One area where it is vitally important that life insurers innovate, for example, is in its responses to the growing recognition and prevalence of mental illness (and many companies are racing to work this out for their clients), and with the issues that longevity and its related illnesses pose to total and permanent disability (TPD) cover.

“More and more of us are living with chronic conditions and mental illness and our product design and their economics need to reflect that,” Macgregor says, showing that “starting with the customer need” when innovating can mean going to the heart of why they are seeking cover in the first place.

This could lead to innovation of the insurance industry itself: “This creates the potential to fundamentally shift our role in life insurance from one of purely protection to one that also focuses on prevention,” she says.

TAL’s Health Sense Plus program, for example, which is currently only available to advised clients but is being considered for rollout to insurance inside super members, rewards consumers who engage in healthy practices by offering discounts on premiums. These include having a healthy body mass index and taking preventative screening tests for health conditions.

TAL isn’t the only insurer in this space, either; AIA has been especially industry-leading in this regard, with its Vitality program that offers incentives for healthy living and exercise and discounts on relevant services and products. Zurich, too, recently entered that space with its LiveWell app, which offers new advised insureds healthy recipes, exercise tracking, and, again, discounts and incentives.

These initiatives tangibly benefit insurers’ bottom lines – Zurich cites evidence that clients that take more than 5,000 steps per day represent a lower claims risk – but also help insurers ensure they are both satisfying clients and meeting their changing role in society.

And according to Macgregor, this is a crucial reason innovation (beyond simply improved technology offerings) in insurance is needed.

“Taking an industry view there is the issue of sustainability.
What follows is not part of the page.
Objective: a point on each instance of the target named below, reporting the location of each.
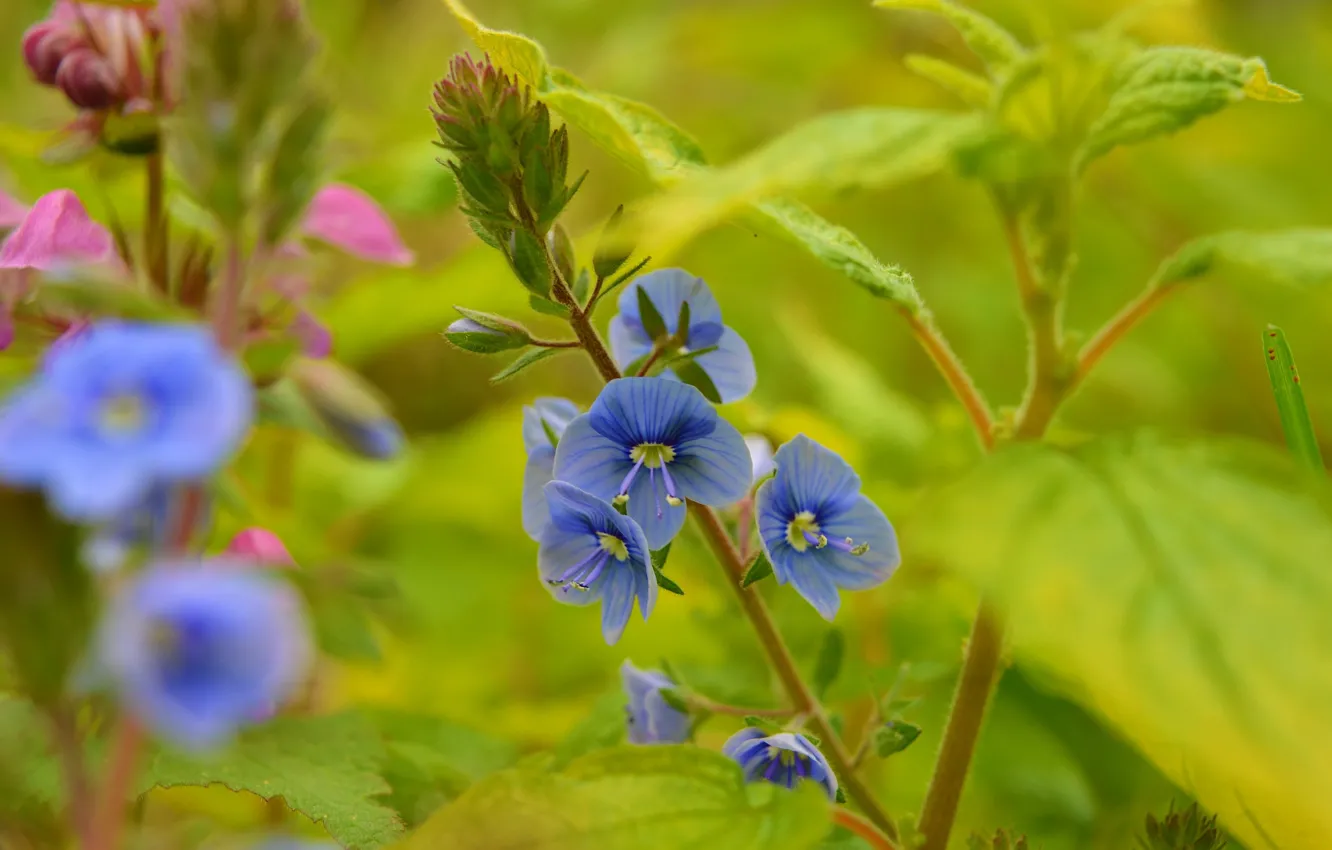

TAL paid out $1.62bn in claims last calendar year. That’s an important economic and societal purpose and we have a responsibility to keep our products, business and industry in good shape for the long term,” the 2018 Life Executive of the Year says.

“The question for all businesses in Australia today is: is good for our customers, good for us? And vice versa. And if not, find a better business model.”


Of course, tech still has a role to play in creating new services and approaches that help improve member outcomes.

Innovation at TAL, for example, led to the creation of TAL Claims Assist, which allows members to manage and track their claim application in real time via an app. This is important at a customer service level, Macgregor says: “I can track my pizza delivery or my Uber so I expect to be able to track something really important like my claim”.

For insurance inside super clients, too, tech innovation can improve outcomes. Macgregor points to TAL’s CORA digital support service, which helps members of five of its super fund partners during their return to health after a claim.

There’s also smart start-ups and promising companies out there developing their own technology that will help clients. “Regtech, for example, is very promising and, in particular, applications of artificial intelligence to enable 100% quality checking,” Macgregor believes. “That’s good for members.”